Ao ouvir essa notícia, Estevan deu um
sorriso disfarçadamente e se lembrou que essa morte fazia parte de seu passado
sujo. E ele pensou em como era competente em cada assassinato que cometia. Até
hoje, havia matado 99 pessoas. Nunca tinha sido preso ou descoberto. Queria chegar
ao número de 100 assassinatos. Um número que não tinha significado. Ele apenas
tinha surgido em sua mente, enquanto executava sua 1ª vítima, cortando-a
demoradamente com cacos de vidro.
Novamente, Estevan voltou de suas
memórias por causa de Carlos, que horrorizado, comentava o que se passava no
noticiário. Estevan concordou com o que ele dizia, sem ouvi-lo direito e os
dois saíram da loja para retornar ao caminhão.

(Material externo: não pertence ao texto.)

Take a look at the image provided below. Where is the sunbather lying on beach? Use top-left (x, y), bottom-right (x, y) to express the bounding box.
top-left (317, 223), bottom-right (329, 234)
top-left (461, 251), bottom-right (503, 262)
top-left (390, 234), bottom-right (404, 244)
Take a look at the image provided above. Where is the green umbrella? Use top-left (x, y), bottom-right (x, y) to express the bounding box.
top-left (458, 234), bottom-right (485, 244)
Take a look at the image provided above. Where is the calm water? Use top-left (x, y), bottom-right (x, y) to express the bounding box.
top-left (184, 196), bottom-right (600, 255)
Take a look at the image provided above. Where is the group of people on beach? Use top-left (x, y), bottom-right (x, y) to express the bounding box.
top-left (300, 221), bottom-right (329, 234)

Estevan começou a imaginar como seria
seu próximo "trabalho". Ele pensou que poderia ser Carlos; ninguém
sentiria sua falta e o caminhão poderia lhe ser útil. Mas parecia ser fácil
demais. Estevan queria algo marcante. Pensou em todos os desenhos feitos com o
sangue de suas vítimas, em como elas foram mortas e percebeu que nenhuma dessas
mortes tinha sido "especial". Dessa vez, ele queria alguém difícil de
matar e queria um desenho que confundisse as pessoas. Ficou pensando até
adormecer, mas foi acordado poucos minutos depois por uma freada brusca do
caminhão. Era só um buraco. Como já era quase noite, Carlos parou o caminhão no
posto mais próximo e fechou os olhos. Estevan desceu do caminhão e caminhou em
direção a mata que rodeava o posto. Andou muitos metros e ouviu um barulho de
passos atrás dele. Gritou "Carlos" mas ouviu uma voz bem diferente da
dele.
_ Olá. - Estevan se voltou para trás e viu à sua
frente uma ruiva belíssima com uma arma na mão.

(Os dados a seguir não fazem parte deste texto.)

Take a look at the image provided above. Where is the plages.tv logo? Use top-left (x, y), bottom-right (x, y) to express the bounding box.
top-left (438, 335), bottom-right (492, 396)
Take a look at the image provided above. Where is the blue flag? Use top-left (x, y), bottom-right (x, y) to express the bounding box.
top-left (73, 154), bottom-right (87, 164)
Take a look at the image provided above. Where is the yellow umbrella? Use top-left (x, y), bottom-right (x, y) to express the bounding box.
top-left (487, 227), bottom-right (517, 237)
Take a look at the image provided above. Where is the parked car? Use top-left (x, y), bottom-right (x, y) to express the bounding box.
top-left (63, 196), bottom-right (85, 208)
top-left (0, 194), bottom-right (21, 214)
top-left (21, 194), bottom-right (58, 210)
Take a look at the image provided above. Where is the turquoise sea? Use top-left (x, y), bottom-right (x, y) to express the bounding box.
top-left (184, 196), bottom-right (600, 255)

_ Quem é você. - ele perguntou.
_ Eu sou o fim de sua vida, aquela que veio se
vingar de um de seus crimes. A Ceifadora, se preferir. - a ruiva responde.
_ Do que está falando?
_ Você pode até pensar que é o melhor assassino do
mundo, mas está enganado. Não tomou cuidado o suficiente para que não fosse
descoberto. Eu vi quando você matou minha irmã. Desde então, tenho te seguido.
Estevan começou a ficar com raiva de
si mesmo. Aquela mulher demonstrava total segurança no que dizia e no que
queria fazer.
_ Quem é sua irmã? - perguntou ele.
_ Ela foi aquela que você matou sem nenhuma piedade
num parque ao cair da noite. Ela estava caminhando enquanto me esperava. Quando
cheguei, vi você levando ela para dentro da mata, um lugar como este. Fui atrás
cuidadosamente mas já era tarde. Agora, você vai morrer como ela, com 6 tiros e
um toque final.
_ Tente. - disse Estevan correndo para o lado e depois
indo para trás para confundir aquela mulher. Subiu em uma árvore alta e se
lembrou com detalhes do momento em que atirou em sua vítima, entre tantas
árvores, inclusive a que Estevan escolheu para deixar sua marca. Ela ainda
estava viva quando ele molhou os dedos com o sangue de suas feridas e desenhou
um ceifador na árvore em frente a ela, logo depois, ela fechou seus olhos pela
última vez. Quando pensou novamente no último olhar da moça, teve seus próprios
olhos fechados. A ruiva havia acertado um tiro em sua cabeça e, ao cair no
chão, disparou mais 5 tiros. E como ela mesma disse, deu um toque final; antes
que todo o sangue escorresse, usou uma bala que estava em seu bolso como pincel
e com o sangue de Estevan, ao invés de desenhar, expressou sua raiva em
palavras: 'Fim de jogo. O "artista" está morto e não irá mais
incomodar.' Depois saiu andando tranquilamente sem olhar para trás.